卑怯だ…。
こんなの卑怯だよ…。
まわりにみんな…人がたくさんいるところで普通、こんな話する?
ほんと…バカなの?
つかさ…泣くに決まってんじゃん…。
やだもぅ…なんなのよ…。
あはは。私、壊れちゃったかな…。
涙がぜんぜん止まってくれないよ…。
それなのに、元はといえば一番聞きたがってたのは芹香じゃない…。
なのに、拓人の話の後に「具合悪い」って走って出てっちゃうし…。
つか、具合悪いってなによ…。
もぅ…私のほうが最悪だよ…。
拓人なんかの言葉に思わず泣いちゃった…。
話を聞いてるときはなんか…ずっと胸の奥がキューっと締めつけられるような息苦しさが続いてた。
なのに、今はどこか不思議な感覚…。
体が雲みたいに、ふわふわ浮かんでいるみたいな、なんかすごく変な感じ。
でもなんか…とても気持ちいい。
これが、幸せってやつなのかな…。
……。
…へへっ。
娘でいてくれて、ありがとう…か。
…あー、嬉しかったな。
こんなにも大切にされて愛されて、こんな私を本当に必要としてくれてたなんて、いつもの拓人の素振りからは全然感じられなかった。
いい加減でガサツで、いつも自分勝手な拓人…。
その裏側にはきっと、教師だとか父親だとか、いろんなプレッシャーがあったんだろうな。

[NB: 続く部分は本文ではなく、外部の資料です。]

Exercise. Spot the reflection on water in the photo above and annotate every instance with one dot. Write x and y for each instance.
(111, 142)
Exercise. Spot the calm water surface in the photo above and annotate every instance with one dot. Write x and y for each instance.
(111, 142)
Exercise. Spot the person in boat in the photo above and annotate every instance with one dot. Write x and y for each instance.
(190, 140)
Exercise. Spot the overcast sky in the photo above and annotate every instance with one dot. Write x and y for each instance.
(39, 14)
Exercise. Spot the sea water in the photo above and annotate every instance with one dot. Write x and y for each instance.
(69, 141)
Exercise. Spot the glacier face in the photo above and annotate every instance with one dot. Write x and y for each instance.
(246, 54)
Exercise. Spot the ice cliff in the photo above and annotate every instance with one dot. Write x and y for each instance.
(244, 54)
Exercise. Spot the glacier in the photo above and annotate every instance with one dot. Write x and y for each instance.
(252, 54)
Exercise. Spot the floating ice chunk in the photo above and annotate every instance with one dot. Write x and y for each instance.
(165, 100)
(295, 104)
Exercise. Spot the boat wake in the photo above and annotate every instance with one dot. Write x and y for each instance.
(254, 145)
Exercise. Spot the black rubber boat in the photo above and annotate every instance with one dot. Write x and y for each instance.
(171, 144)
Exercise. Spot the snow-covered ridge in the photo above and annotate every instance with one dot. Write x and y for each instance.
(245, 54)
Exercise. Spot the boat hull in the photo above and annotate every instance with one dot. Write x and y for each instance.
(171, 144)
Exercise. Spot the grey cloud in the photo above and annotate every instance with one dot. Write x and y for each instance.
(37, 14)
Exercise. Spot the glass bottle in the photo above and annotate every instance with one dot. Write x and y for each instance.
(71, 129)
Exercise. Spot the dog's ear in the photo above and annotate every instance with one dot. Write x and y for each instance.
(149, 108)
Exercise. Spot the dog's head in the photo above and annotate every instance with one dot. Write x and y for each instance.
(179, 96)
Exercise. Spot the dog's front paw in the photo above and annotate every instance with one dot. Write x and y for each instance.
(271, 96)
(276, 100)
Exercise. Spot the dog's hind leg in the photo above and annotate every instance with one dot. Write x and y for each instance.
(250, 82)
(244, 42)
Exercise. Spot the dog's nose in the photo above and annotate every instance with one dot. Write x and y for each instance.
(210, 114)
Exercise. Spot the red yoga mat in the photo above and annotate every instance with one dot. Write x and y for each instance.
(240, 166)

それに加えて、大好きだったお母さんを忘れられない、深い深い苦しみ…。
…知らなかったな。
いちばん拓人と長い時間、一緒にいる私が。
いちばん拓人に必要とされてたはずの私が、ぜんぜん気づけなかった。
てか…気づいてあげられなかった。
ダメだね、私…。
自分がほんと、イヤになる…。
だからせめて、私にもできることがしたい。
私が拓人の悲しみに気づいてあげられなかった代わりに、少しでも拓人の願う娘になってあげたい。
拓人が心の底から愛した、お母さんみたいな人になりたい。
マジでそう思っちゃったよ…。
どうしよう。
どうしたらいいんだろ?
どうしたら拓人の幸せに…お母さんみたいな人になれるのかな…。